Sea Level Rise in the Coastal Waters of Washington State


Mote, P.W., Petersen, A., Reeder, S., Shipman, H., Whitely Binder, L.C. 2008. Sea Level Rise in the Coastal Waters of Washington State. Report prepared by the Climate Impacts Group, Center for Science in the Earth System, Joint Institute for the Study of the Atmosphere and Oceans, University of Washington, Seattle, Washington and the Washington Department of Ecology, Lacey, Washington.


Local sea level rise (SLR) is produced by the combined effects of global sea level rise and local factors such as vertical land deformation (e.g., tectonic movement, isostatic rebound) and seasonal ocean elevation changes due to atmospheric circulation effects. In this document we review available projections of these factors for the coastal waters of Washington and provide low, medium, and high estimates of local SLR for 2050 and 2100. The fourth Assessment Report of the Intergovernmental Panel on Climate Change (IPCC) projects global SLR over the course of this century to be between 18 and 38 cm (7-15″) for their lowest emissions scenario, and between 26 and 59 cm (10-23″) for their highest emissions scenario. Based on the current science, our “medium” estimate of 21st century SLR in Washington is that in Puget Sound, local SLR will closely match global SLR. On the northwest Olympic Peninsula, very little relative SLR will be apparent due to rates of local tectonic uplift that currently exceed projected rates of global SLR. On the central and southern Washington coast, the number of continuous monitoring sites with sufficiently long data records is small, adding to the uncertainty of SLR estimates for this region. Available data points suggest, however, that uplift is occurring in this region, but at rates lower than that observed on the NW Olympic Peninsula.

The application of SLR estimates in decision making will depend on location, time frame, and risk tolerance. For decisions with long timelines and low risk tolerance, such as coastal development and public infrastructure, users should consider low-probability high-impact estimates that take into account, among other things, the potential for higher rates of SLR driven by recent observations of rapid ice loss in Greenland and Antarctica, which though observed were not factored into the IPCC’s latest global SLR estimates.
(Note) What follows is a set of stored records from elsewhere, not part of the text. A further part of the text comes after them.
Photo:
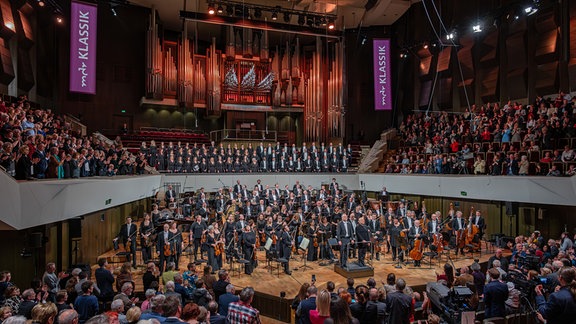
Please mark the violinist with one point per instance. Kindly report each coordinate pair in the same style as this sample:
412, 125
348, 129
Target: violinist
458, 226
127, 236
312, 235
211, 242
375, 229
394, 232
220, 241
163, 247
325, 233
363, 239
286, 243
414, 234
196, 230
248, 244
177, 243
146, 238
478, 220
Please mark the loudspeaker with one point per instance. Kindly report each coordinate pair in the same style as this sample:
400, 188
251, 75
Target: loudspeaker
511, 208
35, 240
75, 228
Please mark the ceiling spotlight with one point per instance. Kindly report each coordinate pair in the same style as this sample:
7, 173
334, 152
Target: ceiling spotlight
257, 13
310, 20
331, 24
301, 20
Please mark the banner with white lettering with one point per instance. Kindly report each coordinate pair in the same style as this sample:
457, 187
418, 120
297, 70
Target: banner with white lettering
83, 25
382, 75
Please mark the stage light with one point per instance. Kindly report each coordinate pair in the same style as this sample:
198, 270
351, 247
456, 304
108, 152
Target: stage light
257, 13
310, 20
301, 20
331, 24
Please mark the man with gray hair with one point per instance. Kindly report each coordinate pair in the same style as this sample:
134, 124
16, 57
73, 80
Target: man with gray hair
226, 299
68, 316
398, 304
241, 311
155, 311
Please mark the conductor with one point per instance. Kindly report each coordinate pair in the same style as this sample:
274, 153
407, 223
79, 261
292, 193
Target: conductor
344, 234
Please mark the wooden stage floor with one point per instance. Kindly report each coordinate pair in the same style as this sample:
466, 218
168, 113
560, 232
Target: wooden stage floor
272, 283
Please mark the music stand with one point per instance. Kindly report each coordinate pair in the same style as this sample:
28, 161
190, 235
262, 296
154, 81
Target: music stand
304, 246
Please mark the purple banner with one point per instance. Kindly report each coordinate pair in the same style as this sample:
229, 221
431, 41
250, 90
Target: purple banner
83, 25
382, 75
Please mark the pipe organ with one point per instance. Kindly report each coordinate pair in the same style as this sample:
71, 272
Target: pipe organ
244, 69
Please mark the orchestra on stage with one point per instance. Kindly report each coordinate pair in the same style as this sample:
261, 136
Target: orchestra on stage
326, 224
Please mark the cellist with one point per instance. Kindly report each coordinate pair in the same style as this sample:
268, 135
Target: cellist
416, 233
458, 226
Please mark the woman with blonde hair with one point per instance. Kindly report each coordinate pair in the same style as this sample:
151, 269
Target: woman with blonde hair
322, 311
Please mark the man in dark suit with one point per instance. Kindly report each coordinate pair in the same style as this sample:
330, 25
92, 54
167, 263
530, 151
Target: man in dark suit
170, 195
196, 230
308, 304
414, 234
127, 236
286, 244
399, 305
495, 295
104, 281
226, 299
363, 239
164, 240
345, 236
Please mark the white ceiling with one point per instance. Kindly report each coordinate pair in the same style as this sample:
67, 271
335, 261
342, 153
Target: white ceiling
351, 13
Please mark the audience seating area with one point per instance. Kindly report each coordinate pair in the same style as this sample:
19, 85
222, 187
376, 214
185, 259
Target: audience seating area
512, 140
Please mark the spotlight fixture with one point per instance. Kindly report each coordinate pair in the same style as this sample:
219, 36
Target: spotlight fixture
310, 20
331, 24
301, 20
257, 13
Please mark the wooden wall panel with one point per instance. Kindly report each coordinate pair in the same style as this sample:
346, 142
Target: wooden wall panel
489, 85
488, 48
425, 92
444, 95
547, 80
425, 64
444, 59
6, 66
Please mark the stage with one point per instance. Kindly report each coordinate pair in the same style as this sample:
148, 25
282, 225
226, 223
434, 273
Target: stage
273, 281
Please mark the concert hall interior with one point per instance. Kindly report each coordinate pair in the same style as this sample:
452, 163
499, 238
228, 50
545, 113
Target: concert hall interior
287, 144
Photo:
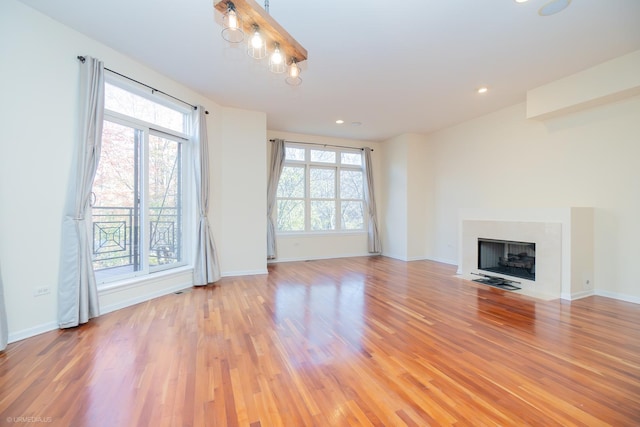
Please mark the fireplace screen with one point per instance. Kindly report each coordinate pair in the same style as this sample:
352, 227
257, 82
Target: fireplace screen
505, 257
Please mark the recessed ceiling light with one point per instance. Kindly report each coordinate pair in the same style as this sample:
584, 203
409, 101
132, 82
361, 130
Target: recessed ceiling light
553, 7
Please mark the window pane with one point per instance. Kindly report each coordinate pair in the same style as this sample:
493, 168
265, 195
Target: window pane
352, 215
291, 182
323, 215
291, 215
322, 183
292, 153
323, 156
115, 211
130, 104
351, 184
164, 198
351, 159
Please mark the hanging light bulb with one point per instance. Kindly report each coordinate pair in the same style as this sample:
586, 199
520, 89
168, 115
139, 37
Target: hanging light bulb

Combining the IPCC high emissions scenario with 1) higher estimates of ice loss from Greenland and Antarctica, 2) seasonal changes in atmospheric circulation in the Pacific, and 3) vertical land deformation, a low-probability high-impact estimate of local SLR for the Puget Sound Basin is 55 cm (22″) by 2050 and 128 cm (50″) by 2100. Low-probability, high impact estimates are smaller for the central and southern Washington coast (45 cm [18″] by 2050 and 108 cm [43″] by 2100), and even lower for the NW Olympic Peninsula (35 cm [14″] by 2050 and 88 cm [35″] by 2100) due to tectonic uplift (see Table III). The authors intend to continue investigating the factors contributing to local SLR and will provide updates to this report.